Per-project compressors without writing TypeScript. Drop a file into .opencode/qtk/filters/:

# .opencode/qtk/filters/kubectl-pods.toml
command = "kubectl get pods"
strip = ["^NAME\\s+READY"]
match = "^(?<name>\\S+)\\s+(?<ready>\\d+/\\d+)\\s+(?<status>\\S+)\\s+(?<restarts>\\d+)\\s+(?<age>\\S+)$"
group_by = "status"
template = "{status}: {n} ({joined.name})"
header = "{matched} pods total"
truncate = 30

Pipeline: pass_through_if → strip → dedupe → match → group_by → template → header/footer → truncate. Regexes compiled at load time. Hot-reloaded with 250 ms debounce. Errors per-file isolated.
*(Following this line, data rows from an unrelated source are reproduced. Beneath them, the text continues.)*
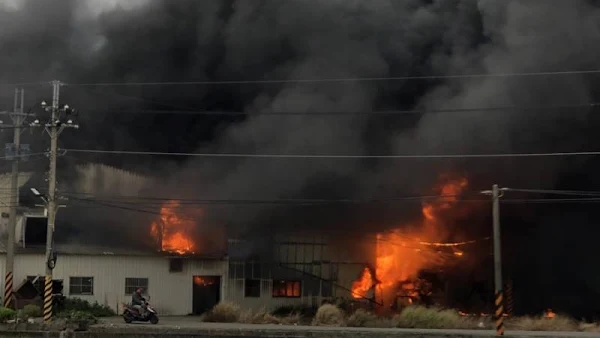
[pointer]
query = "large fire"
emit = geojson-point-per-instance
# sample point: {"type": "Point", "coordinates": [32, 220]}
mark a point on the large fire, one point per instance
{"type": "Point", "coordinates": [173, 232]}
{"type": "Point", "coordinates": [361, 286]}
{"type": "Point", "coordinates": [402, 253]}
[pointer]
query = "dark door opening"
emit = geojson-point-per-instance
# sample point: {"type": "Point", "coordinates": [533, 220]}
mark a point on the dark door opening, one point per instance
{"type": "Point", "coordinates": [206, 293]}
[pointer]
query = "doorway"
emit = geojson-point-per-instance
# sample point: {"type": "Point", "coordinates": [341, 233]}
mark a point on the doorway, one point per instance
{"type": "Point", "coordinates": [206, 293]}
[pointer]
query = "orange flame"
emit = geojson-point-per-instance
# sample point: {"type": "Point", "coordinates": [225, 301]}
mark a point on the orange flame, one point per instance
{"type": "Point", "coordinates": [198, 280]}
{"type": "Point", "coordinates": [361, 286]}
{"type": "Point", "coordinates": [402, 253]}
{"type": "Point", "coordinates": [172, 231]}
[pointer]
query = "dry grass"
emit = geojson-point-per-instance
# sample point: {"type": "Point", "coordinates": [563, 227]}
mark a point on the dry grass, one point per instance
{"type": "Point", "coordinates": [224, 312]}
{"type": "Point", "coordinates": [558, 323]}
{"type": "Point", "coordinates": [262, 316]}
{"type": "Point", "coordinates": [328, 315]}
{"type": "Point", "coordinates": [363, 318]}
{"type": "Point", "coordinates": [430, 318]}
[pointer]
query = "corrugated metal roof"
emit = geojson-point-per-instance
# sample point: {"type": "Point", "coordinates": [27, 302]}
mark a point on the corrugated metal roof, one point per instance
{"type": "Point", "coordinates": [77, 249]}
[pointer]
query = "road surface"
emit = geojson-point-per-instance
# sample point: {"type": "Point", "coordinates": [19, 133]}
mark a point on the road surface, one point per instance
{"type": "Point", "coordinates": [189, 325]}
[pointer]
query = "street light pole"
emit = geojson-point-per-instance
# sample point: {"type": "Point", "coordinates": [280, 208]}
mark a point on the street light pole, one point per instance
{"type": "Point", "coordinates": [496, 193]}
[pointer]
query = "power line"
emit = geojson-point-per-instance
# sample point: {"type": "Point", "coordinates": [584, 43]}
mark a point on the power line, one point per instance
{"type": "Point", "coordinates": [349, 113]}
{"type": "Point", "coordinates": [557, 192]}
{"type": "Point", "coordinates": [163, 200]}
{"type": "Point", "coordinates": [19, 156]}
{"type": "Point", "coordinates": [550, 200]}
{"type": "Point", "coordinates": [24, 84]}
{"type": "Point", "coordinates": [338, 80]}
{"type": "Point", "coordinates": [332, 156]}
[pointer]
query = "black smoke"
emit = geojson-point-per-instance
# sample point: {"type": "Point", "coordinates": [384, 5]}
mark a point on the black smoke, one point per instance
{"type": "Point", "coordinates": [158, 40]}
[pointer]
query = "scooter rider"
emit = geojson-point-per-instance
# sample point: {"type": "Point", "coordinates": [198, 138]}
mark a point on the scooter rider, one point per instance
{"type": "Point", "coordinates": [138, 301]}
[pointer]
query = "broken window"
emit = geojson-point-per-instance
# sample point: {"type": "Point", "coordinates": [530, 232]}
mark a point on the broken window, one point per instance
{"type": "Point", "coordinates": [286, 288]}
{"type": "Point", "coordinates": [252, 288]}
{"type": "Point", "coordinates": [81, 285]}
{"type": "Point", "coordinates": [132, 284]}
{"type": "Point", "coordinates": [175, 265]}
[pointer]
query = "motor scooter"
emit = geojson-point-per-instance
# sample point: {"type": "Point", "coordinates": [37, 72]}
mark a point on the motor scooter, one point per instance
{"type": "Point", "coordinates": [131, 314]}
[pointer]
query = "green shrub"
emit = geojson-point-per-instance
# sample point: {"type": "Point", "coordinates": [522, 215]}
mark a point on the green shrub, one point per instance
{"type": "Point", "coordinates": [361, 318]}
{"type": "Point", "coordinates": [95, 309]}
{"type": "Point", "coordinates": [32, 311]}
{"type": "Point", "coordinates": [7, 314]}
{"type": "Point", "coordinates": [224, 312]}
{"type": "Point", "coordinates": [328, 315]}
{"type": "Point", "coordinates": [304, 311]}
{"type": "Point", "coordinates": [541, 323]}
{"type": "Point", "coordinates": [428, 318]}
{"type": "Point", "coordinates": [75, 317]}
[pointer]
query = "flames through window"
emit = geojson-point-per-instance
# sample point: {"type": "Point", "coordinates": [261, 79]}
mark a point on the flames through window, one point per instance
{"type": "Point", "coordinates": [173, 231]}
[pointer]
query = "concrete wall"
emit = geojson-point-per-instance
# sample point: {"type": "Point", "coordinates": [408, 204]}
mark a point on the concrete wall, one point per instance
{"type": "Point", "coordinates": [171, 292]}
{"type": "Point", "coordinates": [326, 268]}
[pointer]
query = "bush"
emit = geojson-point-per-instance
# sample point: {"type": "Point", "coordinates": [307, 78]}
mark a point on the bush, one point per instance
{"type": "Point", "coordinates": [302, 311]}
{"type": "Point", "coordinates": [361, 318]}
{"type": "Point", "coordinates": [224, 312]}
{"type": "Point", "coordinates": [328, 315]}
{"type": "Point", "coordinates": [260, 317]}
{"type": "Point", "coordinates": [7, 314]}
{"type": "Point", "coordinates": [95, 309]}
{"type": "Point", "coordinates": [428, 318]}
{"type": "Point", "coordinates": [32, 311]}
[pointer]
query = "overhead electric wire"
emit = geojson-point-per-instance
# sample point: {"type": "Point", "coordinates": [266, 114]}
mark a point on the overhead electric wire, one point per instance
{"type": "Point", "coordinates": [557, 192]}
{"type": "Point", "coordinates": [334, 156]}
{"type": "Point", "coordinates": [20, 156]}
{"type": "Point", "coordinates": [338, 80]}
{"type": "Point", "coordinates": [549, 200]}
{"type": "Point", "coordinates": [133, 200]}
{"type": "Point", "coordinates": [345, 113]}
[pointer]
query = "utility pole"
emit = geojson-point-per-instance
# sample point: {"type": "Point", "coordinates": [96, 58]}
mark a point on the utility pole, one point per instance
{"type": "Point", "coordinates": [54, 127]}
{"type": "Point", "coordinates": [498, 296]}
{"type": "Point", "coordinates": [15, 151]}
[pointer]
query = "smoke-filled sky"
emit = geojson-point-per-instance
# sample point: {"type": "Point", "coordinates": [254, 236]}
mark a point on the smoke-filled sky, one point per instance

Also ships scripts/import-rtk-filters.ts to translate a local git clone rtk-ai/rtk into QTK format (strips RTK-only keys, adds attribution headers, validates against QTK's spec).

Phase 3: Rust sidecar qtk-core

For heavy parsers where Rust's streaming parsers beat anything you'd write in JS:

  • JUnit XML — quick-xml streaming, picks the first meaningful failure line per test, caps to 20 failures shown
  • Terraform plan — regex-scan for resource headers, extracts the changed attributes for ~ updated in-place resources
  • kubectl get -o yaml/-o json — serde_json for JSON, conservative line-based pruning for YAML (drops managedFields, resourceVersion, etc.)
  • Cargo --message-format=json — collapses N artifact lines into a count, promotes errors with file:line:col

NDJSON protocol over stdin/stdout (one JSON object per line). Long-lived subprocess per session. The TS client:

  • Auto-restarts up to 3× on crash, then permanently disables
  • Per-request 1-second timeout, falls back to the TS path on stall
  • Lazy startup — first matching call awaits the binary; everything else passes through immediately
  • If the binary isn't installed, everything still works — QTK silently uses TS-only

Safety + privacy

  • No network code anywhere. The Rust crate has no HTTP deps. The TS plugin has no HTTP deps. We literally cannot phone home.
  • Tee files are mode 0o600, directory 0o700. Path-confined to the project root.
  • Secrets-aware redaction on tee files: AWS access keys, GitHub PATs, OpenAI keys (sk-...), Slack tokens (xoxb-...), Bearer ... headers — all redacted before write.
  • unsafe_code = "deny" in the Rust crate.
  • Circuit breaker: any compressor that throws 3× in a session is automatically disabled for the rest of the session.
  • Length-monotonicity guard: if a compressor ever produces output ≥ its input, the original is returned. Compression should never make things worse.
  • Compressor panic in Rust is caught (catch_unwind) — turns into an error response, doesn't kill the sidecar.
  • Config paths are project-rooted — env-var overrides are deliberately NOT honoured (lesson from RTK's audit).

Install

Quickest path — npm (recommended for most users)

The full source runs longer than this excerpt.